The hard work appears to have paid off: The new model has a significantly better interior, and the experience reflects improved supplier relations for Chrysler.

“It was aggressive,” recalls Jay McCarthy, senior program manager for Magna Exteriors and Interiors. “It was difficult to put a plan on paper that looked like it would work.”

In its first two years in the market, the Journey never cracked the top 10 in terms of sales in Ward’s Middle CUV segment.

A cheap-looking cabin with drab colors, excessive amounts of hard plastic and a general lack of style didn’t help the cause.

Customer feedback indicated a lack of perceived quality in the Journey interior, so Chrysler wanted an extreme makeover – and quickly, McCarthy says. Magna also was the Tier 1 integrator of the first-generation Journey cabin.

“Their focus was to really step up the quality and perceived quality of the customer,” McCarthy says at a “Bumper to Bumper” technology forum this week at Magna offices here.

“There were many tough decisions on features and content, but Chrysler was also very passionate about what they wanted,” he says.

Specifically, the instrument panel needed a clean look, which meant a 1-piece design. The original IP was disjointed and used applied parts that were plastic.

McCarthy sees the new dashboard as smooth and harmonious, tied together by a metallic-looking “spear” of trim that sweeps from A-pillar to A-pillar and integrates the air vents and the climate-control buttons. Chrome accents further accentuate the IP.

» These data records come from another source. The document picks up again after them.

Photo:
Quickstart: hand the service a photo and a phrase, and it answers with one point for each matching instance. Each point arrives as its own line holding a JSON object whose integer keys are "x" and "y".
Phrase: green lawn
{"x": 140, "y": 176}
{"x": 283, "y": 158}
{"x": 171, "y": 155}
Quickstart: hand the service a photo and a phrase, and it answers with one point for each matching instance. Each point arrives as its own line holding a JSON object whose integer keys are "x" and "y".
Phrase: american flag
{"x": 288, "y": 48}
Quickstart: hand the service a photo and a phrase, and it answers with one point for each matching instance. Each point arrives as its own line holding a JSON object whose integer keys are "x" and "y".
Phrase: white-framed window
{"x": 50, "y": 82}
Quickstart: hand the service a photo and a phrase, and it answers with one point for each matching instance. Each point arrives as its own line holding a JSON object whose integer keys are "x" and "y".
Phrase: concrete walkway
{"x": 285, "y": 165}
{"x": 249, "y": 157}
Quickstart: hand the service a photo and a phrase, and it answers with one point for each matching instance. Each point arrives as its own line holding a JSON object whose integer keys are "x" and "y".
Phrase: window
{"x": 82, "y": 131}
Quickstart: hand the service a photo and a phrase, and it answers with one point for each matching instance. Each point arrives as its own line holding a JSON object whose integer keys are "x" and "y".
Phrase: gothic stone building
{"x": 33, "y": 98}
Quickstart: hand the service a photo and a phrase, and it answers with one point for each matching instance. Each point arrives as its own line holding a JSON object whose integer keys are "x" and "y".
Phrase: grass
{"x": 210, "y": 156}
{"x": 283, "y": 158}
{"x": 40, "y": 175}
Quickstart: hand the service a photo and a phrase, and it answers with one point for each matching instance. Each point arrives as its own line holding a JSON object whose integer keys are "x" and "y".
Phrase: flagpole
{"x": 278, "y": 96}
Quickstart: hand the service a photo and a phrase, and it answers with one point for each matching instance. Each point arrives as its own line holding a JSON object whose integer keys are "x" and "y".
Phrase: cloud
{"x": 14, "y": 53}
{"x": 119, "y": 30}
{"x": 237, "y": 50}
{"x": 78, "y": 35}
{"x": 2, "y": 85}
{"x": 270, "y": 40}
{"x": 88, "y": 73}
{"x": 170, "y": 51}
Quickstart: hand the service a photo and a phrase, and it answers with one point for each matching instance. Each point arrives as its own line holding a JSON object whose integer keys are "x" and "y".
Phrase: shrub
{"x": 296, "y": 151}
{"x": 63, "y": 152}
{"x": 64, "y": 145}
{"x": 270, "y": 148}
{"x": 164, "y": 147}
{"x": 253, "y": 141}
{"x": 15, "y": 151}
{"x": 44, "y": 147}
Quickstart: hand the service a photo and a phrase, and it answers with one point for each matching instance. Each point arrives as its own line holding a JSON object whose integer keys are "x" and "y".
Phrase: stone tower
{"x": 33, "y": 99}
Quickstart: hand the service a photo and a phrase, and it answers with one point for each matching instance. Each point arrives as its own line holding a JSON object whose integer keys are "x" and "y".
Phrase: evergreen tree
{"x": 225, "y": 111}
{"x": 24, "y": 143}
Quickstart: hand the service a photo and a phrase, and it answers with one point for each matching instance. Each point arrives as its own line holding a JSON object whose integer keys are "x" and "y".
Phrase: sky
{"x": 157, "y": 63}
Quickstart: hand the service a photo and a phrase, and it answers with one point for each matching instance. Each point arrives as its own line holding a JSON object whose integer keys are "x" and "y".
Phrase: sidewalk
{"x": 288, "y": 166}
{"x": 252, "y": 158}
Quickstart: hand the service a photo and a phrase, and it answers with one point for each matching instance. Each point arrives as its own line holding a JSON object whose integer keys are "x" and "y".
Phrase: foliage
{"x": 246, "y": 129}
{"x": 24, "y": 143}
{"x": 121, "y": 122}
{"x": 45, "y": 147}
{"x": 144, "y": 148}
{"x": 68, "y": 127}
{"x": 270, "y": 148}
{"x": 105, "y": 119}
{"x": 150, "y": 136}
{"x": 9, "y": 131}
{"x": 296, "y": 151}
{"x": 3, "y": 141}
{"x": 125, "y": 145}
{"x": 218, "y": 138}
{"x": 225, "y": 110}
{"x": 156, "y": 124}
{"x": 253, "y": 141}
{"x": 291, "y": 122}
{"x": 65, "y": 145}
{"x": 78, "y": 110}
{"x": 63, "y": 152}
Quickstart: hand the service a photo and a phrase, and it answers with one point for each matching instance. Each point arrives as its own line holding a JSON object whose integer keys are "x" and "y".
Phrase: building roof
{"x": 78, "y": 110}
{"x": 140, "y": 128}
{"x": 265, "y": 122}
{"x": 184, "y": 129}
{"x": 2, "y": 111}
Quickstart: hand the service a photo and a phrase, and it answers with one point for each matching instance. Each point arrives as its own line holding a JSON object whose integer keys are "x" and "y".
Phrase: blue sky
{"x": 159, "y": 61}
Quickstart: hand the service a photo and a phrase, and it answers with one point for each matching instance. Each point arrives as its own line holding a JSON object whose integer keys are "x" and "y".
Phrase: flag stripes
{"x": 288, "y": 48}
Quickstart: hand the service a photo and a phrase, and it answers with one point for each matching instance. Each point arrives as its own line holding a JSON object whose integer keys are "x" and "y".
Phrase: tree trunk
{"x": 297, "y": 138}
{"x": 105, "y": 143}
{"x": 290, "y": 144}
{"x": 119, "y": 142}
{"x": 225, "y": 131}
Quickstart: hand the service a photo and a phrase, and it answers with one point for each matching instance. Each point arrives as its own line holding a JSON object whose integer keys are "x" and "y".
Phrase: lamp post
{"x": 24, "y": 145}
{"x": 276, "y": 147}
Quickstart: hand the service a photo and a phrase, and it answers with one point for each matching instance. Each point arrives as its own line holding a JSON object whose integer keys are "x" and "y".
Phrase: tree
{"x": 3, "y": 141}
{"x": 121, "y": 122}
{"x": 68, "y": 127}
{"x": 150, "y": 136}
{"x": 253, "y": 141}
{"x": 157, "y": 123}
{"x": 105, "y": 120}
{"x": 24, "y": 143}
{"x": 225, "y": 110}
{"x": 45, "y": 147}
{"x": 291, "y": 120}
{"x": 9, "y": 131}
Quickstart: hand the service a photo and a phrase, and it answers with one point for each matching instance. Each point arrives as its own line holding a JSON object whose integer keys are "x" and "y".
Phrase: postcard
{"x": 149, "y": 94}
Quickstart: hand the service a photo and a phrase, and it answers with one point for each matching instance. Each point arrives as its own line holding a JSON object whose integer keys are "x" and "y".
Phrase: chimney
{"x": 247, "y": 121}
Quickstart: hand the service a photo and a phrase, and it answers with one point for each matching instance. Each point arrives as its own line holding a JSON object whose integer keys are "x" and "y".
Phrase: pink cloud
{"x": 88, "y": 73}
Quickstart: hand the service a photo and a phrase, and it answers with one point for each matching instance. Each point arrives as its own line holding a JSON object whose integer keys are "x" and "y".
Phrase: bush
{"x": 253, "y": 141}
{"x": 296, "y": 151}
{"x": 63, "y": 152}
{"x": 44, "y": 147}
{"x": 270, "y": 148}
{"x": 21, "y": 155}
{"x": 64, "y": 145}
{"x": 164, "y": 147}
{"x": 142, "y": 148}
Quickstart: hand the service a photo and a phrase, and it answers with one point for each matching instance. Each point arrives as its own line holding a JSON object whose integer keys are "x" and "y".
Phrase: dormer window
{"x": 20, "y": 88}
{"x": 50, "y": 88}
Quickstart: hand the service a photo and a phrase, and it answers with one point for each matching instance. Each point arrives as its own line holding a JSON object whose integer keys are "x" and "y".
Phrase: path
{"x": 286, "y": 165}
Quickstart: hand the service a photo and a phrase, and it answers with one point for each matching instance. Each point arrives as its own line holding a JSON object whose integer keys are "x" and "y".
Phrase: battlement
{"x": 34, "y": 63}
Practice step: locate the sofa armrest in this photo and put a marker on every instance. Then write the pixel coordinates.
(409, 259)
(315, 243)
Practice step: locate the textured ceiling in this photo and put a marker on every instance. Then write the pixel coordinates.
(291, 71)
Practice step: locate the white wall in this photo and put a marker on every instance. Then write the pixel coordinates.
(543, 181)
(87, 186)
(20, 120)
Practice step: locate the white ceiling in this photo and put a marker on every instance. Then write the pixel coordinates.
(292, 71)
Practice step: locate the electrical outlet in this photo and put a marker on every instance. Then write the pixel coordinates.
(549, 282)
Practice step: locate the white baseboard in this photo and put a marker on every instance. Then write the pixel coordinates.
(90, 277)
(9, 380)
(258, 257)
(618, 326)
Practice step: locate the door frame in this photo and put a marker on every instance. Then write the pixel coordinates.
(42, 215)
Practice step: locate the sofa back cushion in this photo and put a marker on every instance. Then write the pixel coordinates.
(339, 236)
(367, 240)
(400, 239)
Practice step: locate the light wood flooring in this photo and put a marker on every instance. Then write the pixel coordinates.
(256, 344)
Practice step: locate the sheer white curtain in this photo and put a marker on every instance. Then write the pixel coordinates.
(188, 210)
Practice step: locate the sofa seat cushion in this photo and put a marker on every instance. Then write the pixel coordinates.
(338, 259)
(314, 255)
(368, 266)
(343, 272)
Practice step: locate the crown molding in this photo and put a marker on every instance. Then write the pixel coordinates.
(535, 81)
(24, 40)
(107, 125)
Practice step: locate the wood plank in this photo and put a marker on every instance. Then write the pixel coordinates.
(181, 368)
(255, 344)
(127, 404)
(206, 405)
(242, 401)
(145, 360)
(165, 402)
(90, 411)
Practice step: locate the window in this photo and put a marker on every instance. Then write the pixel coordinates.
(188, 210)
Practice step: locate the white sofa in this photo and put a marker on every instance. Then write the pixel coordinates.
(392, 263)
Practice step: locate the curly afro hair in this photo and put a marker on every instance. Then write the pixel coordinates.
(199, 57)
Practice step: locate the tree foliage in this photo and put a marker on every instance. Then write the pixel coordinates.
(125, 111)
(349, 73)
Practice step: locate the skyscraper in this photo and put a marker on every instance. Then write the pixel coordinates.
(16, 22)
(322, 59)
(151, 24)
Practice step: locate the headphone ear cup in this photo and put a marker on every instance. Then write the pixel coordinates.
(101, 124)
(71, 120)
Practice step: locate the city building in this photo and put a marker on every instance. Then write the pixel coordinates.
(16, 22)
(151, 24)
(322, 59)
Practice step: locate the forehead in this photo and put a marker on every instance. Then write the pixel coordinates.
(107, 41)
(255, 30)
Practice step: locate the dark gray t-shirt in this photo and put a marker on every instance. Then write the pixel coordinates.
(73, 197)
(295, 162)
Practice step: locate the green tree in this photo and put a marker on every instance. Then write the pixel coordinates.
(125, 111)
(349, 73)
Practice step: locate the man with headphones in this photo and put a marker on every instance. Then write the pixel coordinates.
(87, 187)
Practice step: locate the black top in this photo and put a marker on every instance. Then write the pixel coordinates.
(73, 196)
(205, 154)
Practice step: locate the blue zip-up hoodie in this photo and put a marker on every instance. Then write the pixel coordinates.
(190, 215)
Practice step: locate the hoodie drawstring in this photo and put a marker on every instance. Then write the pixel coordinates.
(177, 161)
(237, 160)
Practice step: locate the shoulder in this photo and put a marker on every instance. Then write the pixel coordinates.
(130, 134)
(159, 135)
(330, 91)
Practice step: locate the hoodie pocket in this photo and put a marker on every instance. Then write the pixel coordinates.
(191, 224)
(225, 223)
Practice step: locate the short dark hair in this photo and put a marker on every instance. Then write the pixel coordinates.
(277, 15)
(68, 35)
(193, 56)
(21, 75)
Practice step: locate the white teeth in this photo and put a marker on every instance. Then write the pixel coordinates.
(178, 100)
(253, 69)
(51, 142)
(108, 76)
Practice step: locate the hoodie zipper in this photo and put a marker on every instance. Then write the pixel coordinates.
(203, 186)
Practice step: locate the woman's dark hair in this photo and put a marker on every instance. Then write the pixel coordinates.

“Features the customer now touches – the cluster hood, center stack, areas around the glove box – these are the areas that we’ve come to know as the ocean-front property,” he says. “Chrysler really wanted to make sure they were first class and high class and soft-touch.”

Hard plastic – a mainstay in virtually every interior in every vehicle sector – still has a place in the new Journey, but McCarthy says the material now is a cut above.

The old plastic was molded-in-color and went to the assembly line without any aftertreatment. The new plastic is finished with metallic paint, giving it a more upscale appearance, particularly in the center console.

New content is abundant throughout the Journey, from the gauges, instrument cluster and steering wheel to the headliner (new color), pillars and display screens – even the trim in the cargo hold.

Among carryover parts are window switches, overhead consoles and LED overhead lighting, although new LEDs have been added to illuminate foot wells and map pockets.

Magna takes ownership of much of the Journey’s new interior, although the seats come from rival Johnson Controls and were improved for the new model. Interior door panels got a massive facelift. Hard panels have been replaced by soft surfaces everywhere, including a vinyl-wrapped bolster that seems to float, like a pillow on a bed.

For McCarthy, the Journey program represents an about-face for Chrysler’s interior strategy, as well as its relations with suppliers.

Nice interiors cost money, and the post-bankruptcy auto maker was under a budget, which posed a challenge.

“We were operating in a target-based program,” McCarthy says. “Chrysler set the targets of what they could afford with the new interior. We negotiated with them and came to an agreement early on in the program, understanding this is content and they acknowledged the pricing adjustments would need to be made.”

With this program, McCarthy recognized an agility within Chrysler he hadn’t seen before.

“It was a great program from the standpoint that nothing sat too long,” he says. “We saw Chrysler making decisions that needed to be made quickly, and they were making the right decisions.”

The 8-month pull-ahead forced Magna to cut corners, but it didn’t jeopardize the program. “We eliminated prototype tools,” which is much like a trapeze artist ditching the net. “We went straight to production tools; typically we would look at that as a liability. But in this case I think it served us well.”

With production tools, Magna was able to make the necessary refinements. “We had time to go through about four iterations of fits and finishes to resolve issues we had from the initial production tools,” he says. “Typically, that might happen in the first month or two of production.”

It helped that Magna designers “inserted ourselves” into Chrysler’s studio, to be part of the discussions. When Magna staffers stood their ground on certain issues, their Chrysler counterparts relented. For instance, instead of a 1-piece instrument panel, there was talk of a simpler solution that would use a separate piece as a hard brow over the instrument cluster. “We said, ‘No, the perception of this IP is defined by what’s right in front of the driver’s face and the passenger’s face,’” McCarthy says. “They worked with us on many styling changes to satisfy tooling requirements so we could preserve that appearance.”

He describes the Chrysler relationship as “quite healthy. When they asked us a question, they respected our input. And I think it really turned out to be a good product.”